Pilsen hosts well known violin school

The International Music Academy in Pilsen (about 100 kilometers south west of Prague) is a month summer course teaching young people the violin. Even though it is the first time that the academy is taking place in Pilsen, the course builds on the much older tradition of the Summer Violin School in Meadowmount, New York.

The International Music Academy in Pilsen (about 100 kilometers south west of Prague) is a month summer course teaching young people the violin. Even though it is the first time that the academy is taking place in Pilsen, the course builds on the much older tradition of the Summer Violin School in Meadowmount, New York.

Pavel Prantl is the executive director of the academy.

"There is a very long tradition of this summer school, which goes back to 1942 when the legendary pedagogue of violin at the Gilliard School of Music professor Galamian established it, originally only for his students. He thought the same way like we do today; that during the normal school year you have a lot of other subjects and the focus on the violin is of course a little bit diminished. But in the summer when you have holiday you can spent considerable time concentrating only on the instrument, without dealing with other subjects."

According to the academy's artistic director Stephen Shipps, the idea to establish a separate summer school in Pilsen came from long established cooperation between top violin teachers in both countries.

"I taught in Meadowmount for twelve years and I've been teaching in partnership with my friends in Prague - professor Snitil from the Academy, and professor Prantl from here at the Pilsen conservatory - we've been working together in a formal way for probably fifteen years. We've been sharing students, sending them back and forth. Then I decided I want to have my own school and not work for someone else in Meadowmount, and so Mr. Prantl and I decided that Pilsen might be the possibility. We approached the director Mr. Brejcha and he invited us for the month of July to have the summer course in his school."

Both violin schools, the American as well as the Czech one, have their own tradition and they differ slightly in their approach. But as says Stephen Shipps this combination is actually an advantage at the Pilsen Academy.

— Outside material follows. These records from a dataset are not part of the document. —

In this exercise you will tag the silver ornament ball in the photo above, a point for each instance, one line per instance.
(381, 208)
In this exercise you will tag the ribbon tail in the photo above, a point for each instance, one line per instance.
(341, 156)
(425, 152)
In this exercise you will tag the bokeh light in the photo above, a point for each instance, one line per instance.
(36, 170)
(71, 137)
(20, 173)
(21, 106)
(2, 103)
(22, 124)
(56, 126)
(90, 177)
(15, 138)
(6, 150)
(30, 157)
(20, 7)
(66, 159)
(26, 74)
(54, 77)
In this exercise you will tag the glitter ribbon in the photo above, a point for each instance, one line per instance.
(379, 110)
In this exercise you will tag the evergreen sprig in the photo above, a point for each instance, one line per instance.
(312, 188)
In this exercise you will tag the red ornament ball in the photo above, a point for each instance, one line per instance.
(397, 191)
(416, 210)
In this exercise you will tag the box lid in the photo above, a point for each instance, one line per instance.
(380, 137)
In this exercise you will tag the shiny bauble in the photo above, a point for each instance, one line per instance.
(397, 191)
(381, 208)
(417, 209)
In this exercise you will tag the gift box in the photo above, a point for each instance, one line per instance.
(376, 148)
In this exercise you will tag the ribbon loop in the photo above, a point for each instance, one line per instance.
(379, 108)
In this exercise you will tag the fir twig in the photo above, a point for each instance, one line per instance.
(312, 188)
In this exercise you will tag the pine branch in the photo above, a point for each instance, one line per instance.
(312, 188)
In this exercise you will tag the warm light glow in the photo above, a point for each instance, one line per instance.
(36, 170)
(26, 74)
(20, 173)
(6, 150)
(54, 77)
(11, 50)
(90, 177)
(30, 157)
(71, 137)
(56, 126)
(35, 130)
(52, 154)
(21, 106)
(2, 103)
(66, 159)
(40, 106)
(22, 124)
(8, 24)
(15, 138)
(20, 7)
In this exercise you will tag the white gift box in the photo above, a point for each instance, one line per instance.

"I've got to know that over the last fifteen years; the strength of the Czech school is often in the unbelievable technical command of the left hand of the violin, often much more advanced than Americans. The American school will often have much more to offer in the right hand and in the expression of the playing. So that we try to influence the Czech students to play with color and excitement, and we try to make the American students play technically up to the level of the Czech students."

But there are not only Czech and American teachers teaching at the summer school. The academy invited many renowned violinists from different countries including the legendary virtuoso Ruggiero Ricci.

Also students have come from many different countries. Although most of them are secondary school pupils and college students, there are some exceptions. The youngest participant is just nine years old.

"He is from Norway and he has played advanced pieces by Paganini. There was a girl from Germany, but of Russian origin, who played Mendelssohn concerto (she is also nine years old), but they are exceptionally talented kids. Than we have thirteen, fifteen, and the biggest group is of students who are between sixteen to twenty years of age."

The students seem to like this combination of work and holiday, the Conservatory in Pilsen is proud to host such a prestigious event and so the organizers of the Violin Academy are determined to keep this new tradition going in future years.